Originally published 27 January 1992
Dear Mr. Raymo,
As you may recall, I wrote to you several months ago regarding the connection between quantum physics and consciousness. You replied by expressing skepticism that the “fuzziness” of the quantum world has anything to do with the freedom and creativity we associate with consciousness. If not, then how does physics explain these things?
Sincerely,
I.M.Curious
Dear I.M.Curious,
Physics doesn’t explain these things. Of course, at some level, everything that happens is quantum physics. But if and when consciousness is explained it will probably be by a combined effort of molecular biologists, neuroscientists, artificial intelligence researchers, computer scientists, and microchip designers. So far, we have only hints about what such an explanation might be, and I suspect that nature has a few surprises in store before consciousness is explained. However, if I were a betting man, I would put my money on computers — or better, networks of interconnected, separately programmed computers — as the most currently useful metaphor for human consciousness.
Yours,
Chet Raymo
Dear Mr. Raymo,
You must be joking. Computers are not even remotely free, and certainly not creative. Computers slavishly follow programs. They merely rearrange. Juggle data. I would be exceedingly surprised — and depressed! — to discover that my mind was a computer.
Sincerely,
I.M.Curious
Dear Mr. Curious,
Since our last correspondence a fine book has appeared by Daniel Dennett, director of the Center for Cognitive Studies at Tufts University, called Consciousness Explained. Dennett is a philosopher well-versed in psychology, neuroscience, and computer science. He believes the computer is a satisfactory metaphor for mind, and he provides a scenario for how the mind’s hardware and software might have evolved. The audaciousness of his title far outstrips the substance of his argument. Nevertheless, Dennett’s book suggests an outline of how consciousness might one day be explained, materialistically and mechanistically. It makes compelling reading.
Yours,
Chet Raymo
Dear Mr. Raymo,
Whoa! “Materialistically and mechanistically”? No way am I ready to admit that my mind is just a bunch of silicon chips or clockwork gears. Show me a computer with self awareness! Show me a computer that is even remotely conscious! I will admit that consciousness has something to do with the brain, but surely the mind is more than a mere machine.
Sincerely,
I.M.Curious
Dear I.M.Curious,
Perhaps you have outdated notions of what matter and mechanism mean. In modern physics, matter has become a thing of marvelous subtlety and potentiality. As we probe matter at deeper levels of understanding we find ourselves awash in a sea of cosmic music — surging, billowing, animating. If I were going to look for a metaphor to describe the atom, it wouldn’t be a billiard ball but a musical leitmotif. And mechanism has come to mean much more than a clockwork or a wind-up toy.
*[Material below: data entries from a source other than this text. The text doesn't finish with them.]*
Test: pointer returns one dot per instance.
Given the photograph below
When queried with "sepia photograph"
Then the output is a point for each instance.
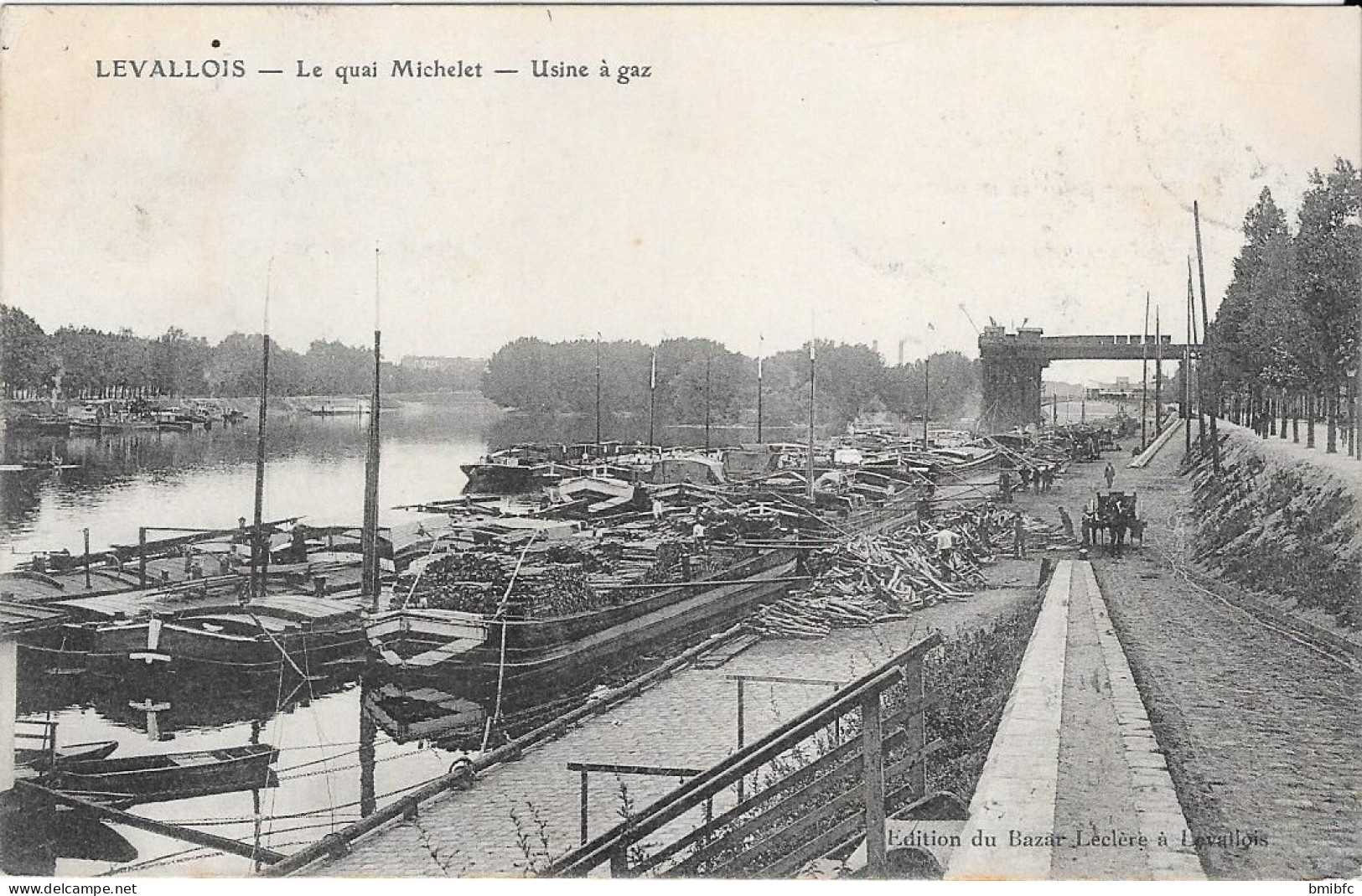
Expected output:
(680, 442)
The modern concept of mechanism is related to ecological wholeness: every part of a complex system plays a role in the evolution of the whole. To admit that we are matter and mechanism is to ground our selves in the wholeness of the cosmos.
Yours,
Chet Raymo
Dear Mr. Raymo,
OK, OK, but even if I concede all of that, what of freedom and creativity?
Sincerely,
I.M.Curious
Dear I.M.Curious,
Freedom and creativity are abstractions describing complex behaviors. Might it not just be possible that similar behaviors will emerge when computer systems reach a certain level of complexity? No present-day computer begins to approach the complexity of the human brain — with 100 billion massively interconnected neurons (nerve cells). A recent paper in the journal Nature announced the fabrication of silicon chips designed to mimic the electrochemical operation of neurons. If it were possible to pack enough of these silicon circuits together we would certainly have constructed an artificial brain — and perhaps an artificial mind. I may be wrong. But proof will be in the pudding, not in philosophical argument. Hugely complex, ultra high-speed computers, modeled on the machinery of the human brain, await us in the next century. Rather than wear ourselves out debating the nature of consciousness, let’s wait and see how these machines illuminate the question.
Yours,
Chet Raymo
Dear Mr. Raymo,
I hope you are wrong. I am rather fond of the idea that consciousness will forever escape the explainers’ grasp.
Sincerely,
I.M.Curious
Dear Mr. Curious,
So am I. But take a look, for example, at The Amazing Brain by Robert Ornstein and Richard F. Thompson. The more we learn about the biological machinery of consciousness the more miraculous it seems. To say that the mind is electrochemical does not diminish our concept of self; rather, it suggests that the cosmos was charged with the possibility of becoming conscious from the first moment of creation. The newly-emerging concept of self is materialistic and mechanistic, but it is also capacious enough to embrace the past as well as the future, and expansive enough to entangle the rest of the universe.